Mehr Äpfel – weniger Kirschen als im Vorjahr
Jürg Hess orientierte über die Marktsituation beim Tafelobst: Per Ende November 2016 betrug der Lagerbestand bei den Äpfeln 61 766 Tonnen. Dies sind 2230 Tonnen mehr als im Vorjahr und eine deutliche Überschreitung des Ziellagerbestandes. Entsprechend wird mit einer schmerzhaften Senkung der Produzentenpreise gerechnet, damit dieser hohe Lagerbestand vermarktet werden kann. Der Hauptanteil macht Gala mit 16 078 Tonnen gefolgt von Golden, Premiumsorten und Braeburn. Rubinette und Cox sind praktisch ausverkauft. Summerred und Gravensteiner wurden mit 1,37 Franken und 1,32 Franken je Kilogramm definitiv festgelegt.
Thomas Lehner stellte die Situation beim Steinobst vor. Er sprach von einer geringen Kirschenmenge, welche durch die nasskalten Frühjahrstemperaturen geprägt wurde. Bei der Zwetschgenmenge sprach er von einem Mehrjahresdurchschnitt von 30 061 Tonnen und späten Ernteterminen. Wie Lehner feststellte, bringt das Wallis Veränderungen im Steinobstmarkt. Er sprach von Preisdruck aufgrund eines anderen Qualitätsverständnisses.

Grosse Mostobsternte in der Ostschweiz
Ivan Hungerbühler informierte über die Situation beim Mostobst. Der Inlandbedarf von 80 000 Tonnen Äpfeln konnte zu 100 Prozent erfüllt werden.
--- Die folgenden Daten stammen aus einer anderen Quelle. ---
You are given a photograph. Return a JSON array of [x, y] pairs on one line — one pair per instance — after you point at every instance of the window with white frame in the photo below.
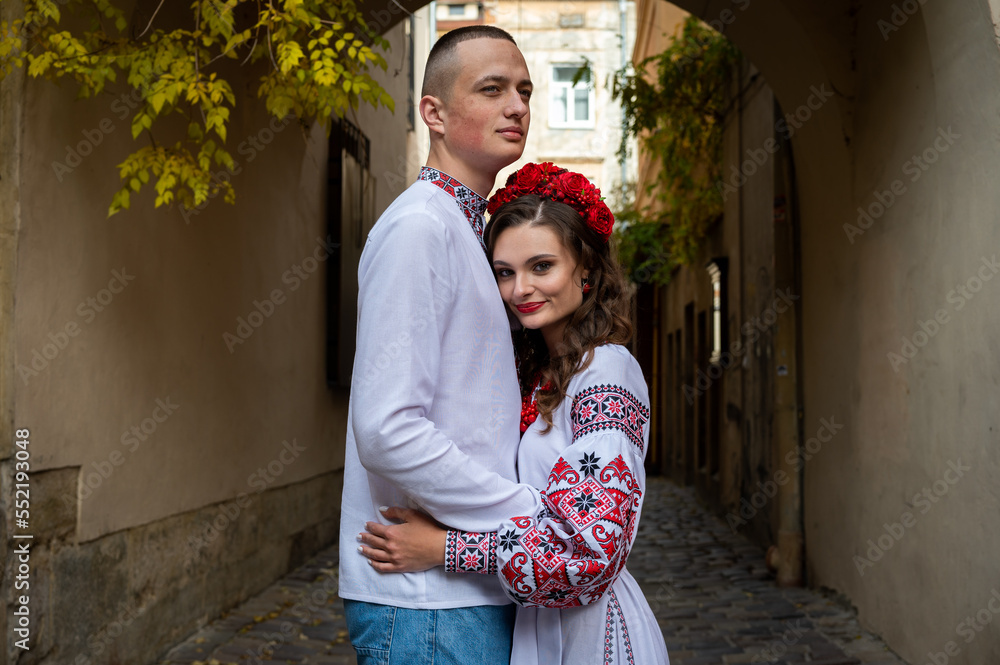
[[571, 105]]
Bei den Mostbirnen herrscht dieses Jahr aufgrund der starken Frostschäden seit Jahren erstmals wieder ein Mangel. Das Inventar per 31. Oktober 2016 beträgt bei den Äpfeln 14 140 Tonnen (18 Prozent) und 2400 Tonnen (25 Prozent). Die Ernte 2016 ergab 94 390 Tonnen (118 Prozent) bei den Äpfeln und 6850 Tonnen (71 Prozent) bei den Birnen. Die Ernteschätzung betrug bei den Äpfeln 77 570 Tonnen. Hungerbühler sprach in der Ostschweiz von einer grossen, in der Zentralschweiz von einer eher kleinen und in der Westschweiz von einer kleinen Ernte.